Il rapporto con il signore della guerra del Sudan Hemeti, in particolare, rivela una rete di connessioni e attività apparentemente casuali che si legano, direttamente o indirettamente, ad Abu Dhabi con interessi diversi che vanno dai capitali alle armi, dall’oro ai mercenari sul terreno. Una trama che affonda le sue origini nel periodo successivo alla Primavera araba del 2011, con riflessi anche nello Yemen dove Hemeti ha fornito miliziani per alimentare il conflitto. Operando al fianco degli Eau, il “piccolo Mohammed” ha ricevuto armi e denaro. La scoperta di bombe termobariche acquistate dagli Emirati Arabi Uniti nelle mani della Rsf suggerisce un ruolo ancor più attivo, anche se resta da capire se sono state consegnate direttamente o attraverso delegati in Libia.
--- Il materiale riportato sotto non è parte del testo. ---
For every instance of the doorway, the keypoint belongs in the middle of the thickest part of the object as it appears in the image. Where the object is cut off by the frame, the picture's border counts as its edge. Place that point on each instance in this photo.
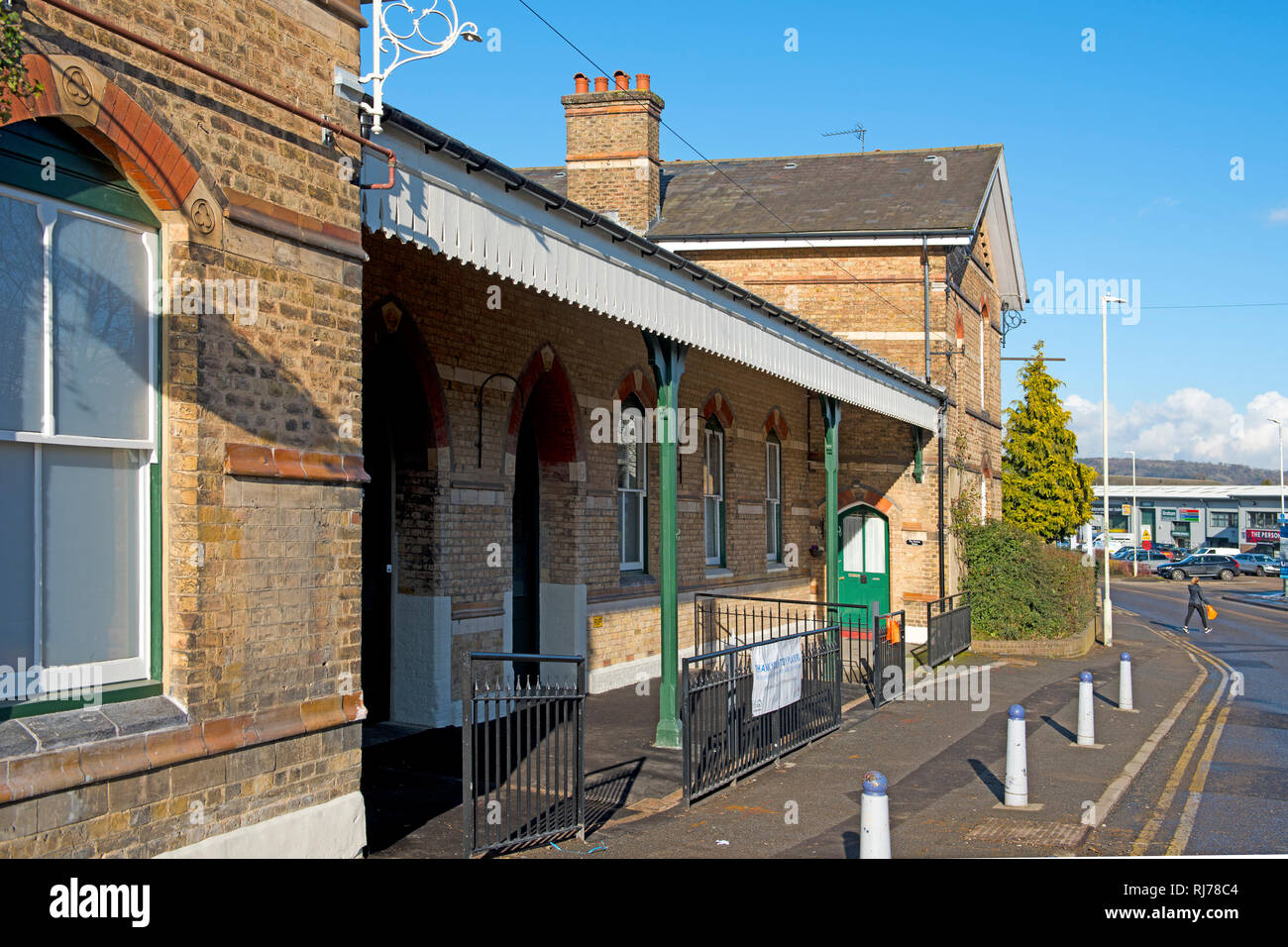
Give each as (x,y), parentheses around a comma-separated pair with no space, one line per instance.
(863,570)
(398,514)
(526,539)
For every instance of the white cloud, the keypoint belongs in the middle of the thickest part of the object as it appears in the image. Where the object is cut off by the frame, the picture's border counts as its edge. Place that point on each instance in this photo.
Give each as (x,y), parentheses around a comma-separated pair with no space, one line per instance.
(1189,424)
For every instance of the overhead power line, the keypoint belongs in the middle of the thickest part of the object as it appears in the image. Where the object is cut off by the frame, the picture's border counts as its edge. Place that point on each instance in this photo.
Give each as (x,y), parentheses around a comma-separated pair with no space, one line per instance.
(720,170)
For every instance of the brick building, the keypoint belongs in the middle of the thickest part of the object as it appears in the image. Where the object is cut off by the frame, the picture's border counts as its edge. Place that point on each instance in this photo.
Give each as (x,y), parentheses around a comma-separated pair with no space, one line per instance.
(180,474)
(279,446)
(911,256)
(507,321)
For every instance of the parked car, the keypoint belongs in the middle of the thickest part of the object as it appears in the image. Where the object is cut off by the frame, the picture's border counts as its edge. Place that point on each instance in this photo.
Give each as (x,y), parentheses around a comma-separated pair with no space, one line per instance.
(1149,560)
(1224,567)
(1258,565)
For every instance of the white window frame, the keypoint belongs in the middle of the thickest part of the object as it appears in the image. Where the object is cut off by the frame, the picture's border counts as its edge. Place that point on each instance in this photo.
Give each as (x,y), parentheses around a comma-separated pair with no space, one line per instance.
(773,505)
(634,495)
(50,210)
(712,495)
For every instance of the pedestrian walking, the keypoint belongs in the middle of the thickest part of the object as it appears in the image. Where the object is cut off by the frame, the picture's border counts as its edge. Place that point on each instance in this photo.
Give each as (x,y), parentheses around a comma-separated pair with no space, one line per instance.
(1198,603)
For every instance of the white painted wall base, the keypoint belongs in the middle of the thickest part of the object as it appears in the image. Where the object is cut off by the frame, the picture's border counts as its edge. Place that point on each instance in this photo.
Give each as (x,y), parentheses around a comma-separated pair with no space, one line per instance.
(333,830)
(627,673)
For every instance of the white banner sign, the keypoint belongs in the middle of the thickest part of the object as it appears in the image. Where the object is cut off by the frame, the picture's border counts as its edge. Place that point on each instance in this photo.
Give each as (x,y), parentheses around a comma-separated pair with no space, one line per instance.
(776,676)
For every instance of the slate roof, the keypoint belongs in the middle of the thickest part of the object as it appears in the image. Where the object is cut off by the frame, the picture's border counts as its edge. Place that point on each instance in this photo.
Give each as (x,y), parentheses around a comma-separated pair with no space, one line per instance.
(877,192)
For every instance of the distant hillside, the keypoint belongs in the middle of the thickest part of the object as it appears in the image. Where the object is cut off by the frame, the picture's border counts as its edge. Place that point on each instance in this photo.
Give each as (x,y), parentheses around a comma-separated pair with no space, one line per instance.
(1185,471)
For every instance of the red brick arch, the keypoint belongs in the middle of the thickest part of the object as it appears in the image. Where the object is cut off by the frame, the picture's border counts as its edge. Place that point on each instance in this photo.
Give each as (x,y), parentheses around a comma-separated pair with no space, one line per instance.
(76,91)
(867,497)
(719,406)
(544,386)
(774,421)
(403,331)
(639,382)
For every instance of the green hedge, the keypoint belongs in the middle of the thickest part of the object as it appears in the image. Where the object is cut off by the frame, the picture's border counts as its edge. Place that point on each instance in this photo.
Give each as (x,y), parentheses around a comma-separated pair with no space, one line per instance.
(1021,587)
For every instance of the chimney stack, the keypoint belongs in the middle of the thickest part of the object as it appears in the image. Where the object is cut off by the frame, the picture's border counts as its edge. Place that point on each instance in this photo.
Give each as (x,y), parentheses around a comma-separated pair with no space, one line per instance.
(614,163)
Le reti che gli Emirati Arabi Uniti hanno curato tramite gli attori della regione stanno ora operando in modo più o meno organico, con Abu Dhabi che deve solo facilitare i flussi di capitale e il supporto infrastrutturale. Ecco perché chiunque - compresi gli Stati Uniti - voglia mediare per la fine dei combattimenti in Sudan, conclude Krieg, deve “comporre il numero degli Emirati, perché qualsiasi strada diretta ad Hemeti passa attraverso di loro”.